Wzruszająca opowieść o tym, co łączy ludzi i sprawia, że książki są takie cudowne.
Carl Kollhoff jest księgarzem niezwykłym. Łączy go z książkami miłość, która wykracza poza granice gustu. Co wieczór podczas spaceru nosi książki swoim klientom. Klienci także są wyjątkowi. Dla Carla są prawie jak przyjaciele, choć nic o nich nie wie i nie chce mieszać się do ich życia.
Pewnego dnia przyczepia się do niego Schascha, strasznie wygadana dziewczynka w żółtej kurtce. Chociaż Carl z początku nie lubi jej towarzystwa, ona nie daje się zbyć. Jest przebiegła i sprytna...
A kiedy Carl niespodziewanie traci pracę, za sprawą książek i tej nietuzinkowej dziewięciolatki wszyscy zdobywają się na odwagę, żeby porzucić bezpieczną anonimowość i zbliżyć się do siebie…
Kiedy stary księgarz spotyka na swojej drodze dziewczynkę, musi z tego faktu wypływać piękna opowieść o historiach zaklętych w słowach, o samotności, przyjaźni i potrzebie dzielenia się książkami.

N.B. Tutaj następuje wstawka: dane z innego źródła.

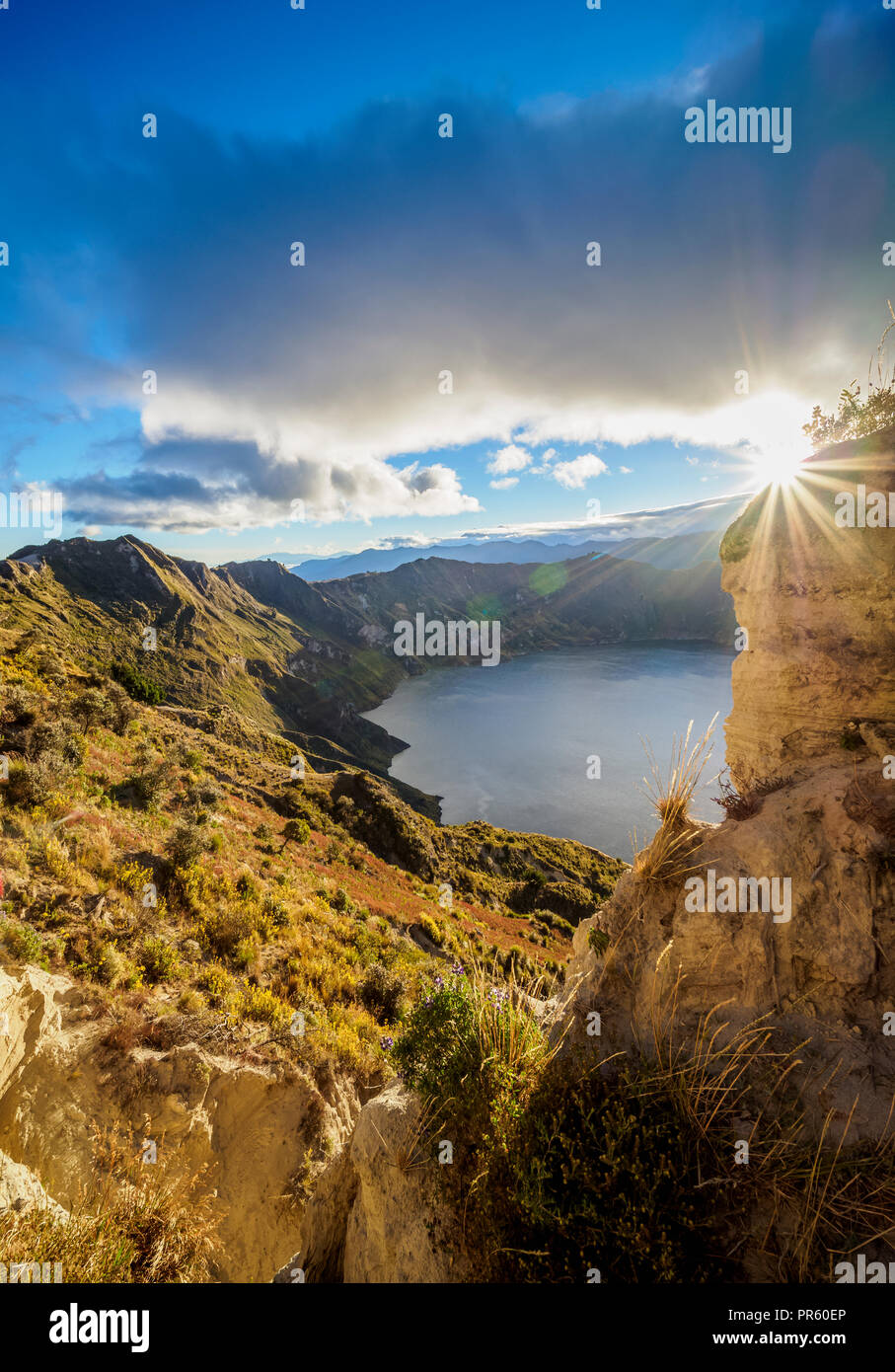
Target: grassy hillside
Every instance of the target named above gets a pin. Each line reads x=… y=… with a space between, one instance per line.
x=166 y=857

Bardzo serdecznie polecam tę przepiękną książkę wszystkim – od pięciu do stu pięciu lat.
Ałbena Grabowska
To powieść, która sprawia, że dusza młodnieje. Pokocha ją ten, kto już jest miłośnikiem książek. I ten, kto dopiero do czytania się przekonuje. Bo prawdą jest, że „w papierze tkwi lekarstwo. Czasem nawet na to, co z pozoru nie wymaga leczenia”. Powieść marzenie dla każdego książkoholika. Polecam z całego serca.